TUCSON, Ariz. — Arizona’s “Clean Election Law,” which provides for publicly financed elections for all state offices, survived another assault from Republicans and their corporate backers this month. The state Supreme Court affirmed a lower court ruling throwing Proposition 106 off the November ballot. The proposition would have nullified the election law by stripping it of most of its financing.

The state law, passed by the voters six years ago, requires candidates to gather $5 contributions from a certain number of voters, the number depending on the office sought. Once collected, public financing kicks in and candidates receive campaign money. The law makes it difficult for wealthy business interests to buy and sell political office.

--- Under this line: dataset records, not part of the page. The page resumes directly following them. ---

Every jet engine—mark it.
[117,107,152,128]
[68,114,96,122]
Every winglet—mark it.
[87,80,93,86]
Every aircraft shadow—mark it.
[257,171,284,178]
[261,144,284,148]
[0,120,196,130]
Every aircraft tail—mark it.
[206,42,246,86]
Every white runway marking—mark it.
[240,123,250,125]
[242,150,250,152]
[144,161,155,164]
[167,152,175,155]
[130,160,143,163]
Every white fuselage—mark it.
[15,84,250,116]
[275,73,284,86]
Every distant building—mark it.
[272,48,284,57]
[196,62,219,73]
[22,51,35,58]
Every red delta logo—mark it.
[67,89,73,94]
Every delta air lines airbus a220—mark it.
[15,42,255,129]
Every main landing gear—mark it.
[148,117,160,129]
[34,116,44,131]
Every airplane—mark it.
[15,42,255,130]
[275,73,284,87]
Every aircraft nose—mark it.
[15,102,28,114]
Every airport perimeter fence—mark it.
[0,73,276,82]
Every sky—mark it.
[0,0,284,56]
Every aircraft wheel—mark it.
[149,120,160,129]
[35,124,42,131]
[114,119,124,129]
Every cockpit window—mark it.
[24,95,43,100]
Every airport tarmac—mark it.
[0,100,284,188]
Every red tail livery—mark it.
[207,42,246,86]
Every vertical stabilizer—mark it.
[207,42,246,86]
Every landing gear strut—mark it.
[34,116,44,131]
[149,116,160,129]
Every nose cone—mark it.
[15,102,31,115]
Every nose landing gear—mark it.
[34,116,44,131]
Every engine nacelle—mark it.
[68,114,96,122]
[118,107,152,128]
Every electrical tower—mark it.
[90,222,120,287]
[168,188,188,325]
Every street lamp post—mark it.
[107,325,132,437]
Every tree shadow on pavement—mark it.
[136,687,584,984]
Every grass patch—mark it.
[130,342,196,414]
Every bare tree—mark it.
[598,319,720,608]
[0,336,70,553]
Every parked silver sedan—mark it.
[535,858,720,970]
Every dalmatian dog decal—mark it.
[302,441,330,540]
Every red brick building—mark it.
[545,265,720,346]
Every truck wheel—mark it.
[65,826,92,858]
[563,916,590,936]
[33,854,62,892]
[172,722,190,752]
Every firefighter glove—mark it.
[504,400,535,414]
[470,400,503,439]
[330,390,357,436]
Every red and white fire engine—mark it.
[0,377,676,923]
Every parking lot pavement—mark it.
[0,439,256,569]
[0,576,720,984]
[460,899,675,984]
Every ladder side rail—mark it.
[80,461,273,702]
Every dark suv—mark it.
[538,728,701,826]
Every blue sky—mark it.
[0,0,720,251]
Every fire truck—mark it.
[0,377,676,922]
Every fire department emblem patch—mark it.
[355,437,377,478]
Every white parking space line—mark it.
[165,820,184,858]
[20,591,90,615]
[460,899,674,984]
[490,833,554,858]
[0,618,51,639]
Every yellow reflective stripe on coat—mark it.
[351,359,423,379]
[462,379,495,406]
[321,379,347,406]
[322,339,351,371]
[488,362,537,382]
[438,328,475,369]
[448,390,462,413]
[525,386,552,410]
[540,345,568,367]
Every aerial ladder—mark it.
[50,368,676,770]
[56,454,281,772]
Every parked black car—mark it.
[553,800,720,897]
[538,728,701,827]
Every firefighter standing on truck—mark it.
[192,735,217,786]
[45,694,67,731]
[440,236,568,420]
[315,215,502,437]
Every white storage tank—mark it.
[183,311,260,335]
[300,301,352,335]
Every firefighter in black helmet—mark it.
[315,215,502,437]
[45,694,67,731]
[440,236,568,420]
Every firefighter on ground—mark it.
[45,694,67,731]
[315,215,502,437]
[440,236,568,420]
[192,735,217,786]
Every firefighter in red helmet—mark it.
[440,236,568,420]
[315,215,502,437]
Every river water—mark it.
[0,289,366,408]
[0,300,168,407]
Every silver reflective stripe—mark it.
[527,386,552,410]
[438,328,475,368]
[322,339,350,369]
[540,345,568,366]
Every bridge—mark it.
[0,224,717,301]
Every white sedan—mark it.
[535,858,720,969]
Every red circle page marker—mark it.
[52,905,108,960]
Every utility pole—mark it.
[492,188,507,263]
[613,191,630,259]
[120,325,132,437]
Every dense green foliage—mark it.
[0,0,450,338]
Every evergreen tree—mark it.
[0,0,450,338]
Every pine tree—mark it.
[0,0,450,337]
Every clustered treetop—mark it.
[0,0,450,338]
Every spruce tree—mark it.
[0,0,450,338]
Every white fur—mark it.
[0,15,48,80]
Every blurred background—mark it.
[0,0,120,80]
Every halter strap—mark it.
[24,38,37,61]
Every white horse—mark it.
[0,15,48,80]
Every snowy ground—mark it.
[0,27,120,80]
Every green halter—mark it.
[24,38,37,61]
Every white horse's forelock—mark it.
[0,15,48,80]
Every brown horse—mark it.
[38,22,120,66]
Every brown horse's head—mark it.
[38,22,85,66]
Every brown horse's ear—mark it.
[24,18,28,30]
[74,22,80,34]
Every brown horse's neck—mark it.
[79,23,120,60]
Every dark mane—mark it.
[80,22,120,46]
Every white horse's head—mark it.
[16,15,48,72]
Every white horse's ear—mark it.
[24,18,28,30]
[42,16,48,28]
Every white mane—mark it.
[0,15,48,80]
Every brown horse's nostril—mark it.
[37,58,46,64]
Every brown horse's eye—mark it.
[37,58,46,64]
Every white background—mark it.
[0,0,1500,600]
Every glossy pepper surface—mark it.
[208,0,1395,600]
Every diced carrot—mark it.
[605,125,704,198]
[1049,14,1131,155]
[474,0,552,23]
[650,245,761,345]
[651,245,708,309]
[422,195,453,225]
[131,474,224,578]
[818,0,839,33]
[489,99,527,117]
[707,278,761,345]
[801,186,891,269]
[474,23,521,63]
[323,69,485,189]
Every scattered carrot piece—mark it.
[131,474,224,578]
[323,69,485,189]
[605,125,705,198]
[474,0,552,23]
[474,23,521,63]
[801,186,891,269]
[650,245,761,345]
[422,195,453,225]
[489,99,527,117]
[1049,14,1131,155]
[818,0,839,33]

Insurance companies, big developers, and other corporate interests spent over $600,000 to mount an initiative to get the proposition on the ballot, but the courts threw it out for illegally trying to amend two separate sections of the Arizona Constitution.

Jeff Simpson, a Tucson supporter of the law, told the World that the people of Arizona must not let down their guard since the special interests who hate public financing will be back in two years.

Simpson added that it’s ironic how corporate greed torpedoed their proposition because they weren’t content to just try and abolish the law, but instead wanted to transfer all the money raised for public financing of candidates into the state’s general fund where they could raid it. “It was exactly that greed which made the proposition unconstitutional,” he said.